Jason laughed. “Upkeep? That’s two steps ahead of me, son—I just thought you might get something useful out of him!”
“So I may,” Val Con said. “However, he has not been well-cared-for by his troop of late. If I might—”
“Hell, bet he’s hungry as a freeze-toad at ice-out! Boy that size’s gotta eat as much as I do. Here . . .” He slapped a leg pocket; pulled out four ration-packs and tossed them over. After a moment, he unsnapped his canteen and held it out. “Best believe
these
filters are good.”
Val Con bowed and heard Erob catch her breath, no doubt scandalized that one of Korval should acknowledge so deep a debt to a mere Terran. “My thanks, Commander. Shall I need to obtain your permission regarding any steps I might find it necessary—”
Jase waved a hand. “Do what needs done. You’re a scout, ain’t you?”
“Indeed,” said Val Con softly; “I am a scout.” He turned to Erob, amused to find tel’Vosti’s arm firmly through his delm’s, fingers curled unobtrusively around her wrist.
“Erob.” He gave her full measure in the bow, made the sign of an equal requesting favor with his unladen hand.
“I see you, Korval.”
“This prisoner was taken upon your lands. He is housed within your prison and lives at your pleasure. In recognition of these things, I request that I be allowed to deal with him—with this person Nelirikk—as my melant’i and the necessities of Korval dictate.” He straightened and looked her full in the face. “On Jelaza Kazone.”
Breath hissed out of her and tel’Vosti’s fingers tightened about her wrist. “I require a fuller accounting of Korval’s necessities,” she said, as was her right in this.
Val Con bowed again. “I have former acquaintance with this Nelirikk. We met many years ago, when he was explorer and I scout captain. At that time, I dealt—inadequately—with him, and now wish to honorably correct an error in judgment.”

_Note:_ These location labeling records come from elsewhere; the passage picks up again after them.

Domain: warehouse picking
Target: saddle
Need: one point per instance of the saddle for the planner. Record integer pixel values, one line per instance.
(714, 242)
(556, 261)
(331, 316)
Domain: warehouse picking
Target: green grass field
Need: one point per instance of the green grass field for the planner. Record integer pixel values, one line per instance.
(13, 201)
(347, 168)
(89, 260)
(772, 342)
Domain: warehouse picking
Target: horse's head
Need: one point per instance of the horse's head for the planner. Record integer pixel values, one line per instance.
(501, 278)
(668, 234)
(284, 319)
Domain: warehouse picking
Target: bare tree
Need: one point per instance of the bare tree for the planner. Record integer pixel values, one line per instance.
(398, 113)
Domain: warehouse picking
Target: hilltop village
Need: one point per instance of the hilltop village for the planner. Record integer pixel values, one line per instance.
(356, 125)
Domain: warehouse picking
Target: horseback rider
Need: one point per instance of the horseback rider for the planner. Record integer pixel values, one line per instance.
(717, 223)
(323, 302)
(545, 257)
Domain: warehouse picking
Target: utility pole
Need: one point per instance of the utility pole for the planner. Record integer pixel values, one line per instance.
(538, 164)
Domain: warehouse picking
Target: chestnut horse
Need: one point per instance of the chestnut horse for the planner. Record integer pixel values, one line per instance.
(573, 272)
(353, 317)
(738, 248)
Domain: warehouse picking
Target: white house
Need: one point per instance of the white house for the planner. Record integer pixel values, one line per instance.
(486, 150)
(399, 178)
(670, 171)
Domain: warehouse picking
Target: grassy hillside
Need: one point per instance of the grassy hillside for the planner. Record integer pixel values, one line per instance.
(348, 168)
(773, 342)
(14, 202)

“Honor? With that?” She flicked a glance at the monitor, which showed Nelirikk seated upon his makeshift cot, stoically sharpening the larger knife. “It is an animal, Korval.”
Val Con sighed. “Erob, he is a man.”
“And you would attempt Balance with it.” She stared at him, at Jason, back at the Yxtrang. “So you feed it and allow it to sharpen its weapon. You think yourself able to take it, I assume. Mad your line and house may be, but I never heard that you were suicides.”
He bowed ironically. “I am to take this as your agreement to uphold my necessities regarding this man?”
She was quiet a time longer, staring at the monitor until tel’Vosti shifted at her side. Her permission, when it came, was resigned. “Deal as you must, Korval. You will, in any case.”
“My thanks, Erob. Korval is in your debt.”
He turned back toward the door, rations and canteen in hand; saw Miri lounging by the monitor. “Hey, Cory,” she said in Benish, which only they two among those assembled spoke. “You have a minute to talk?”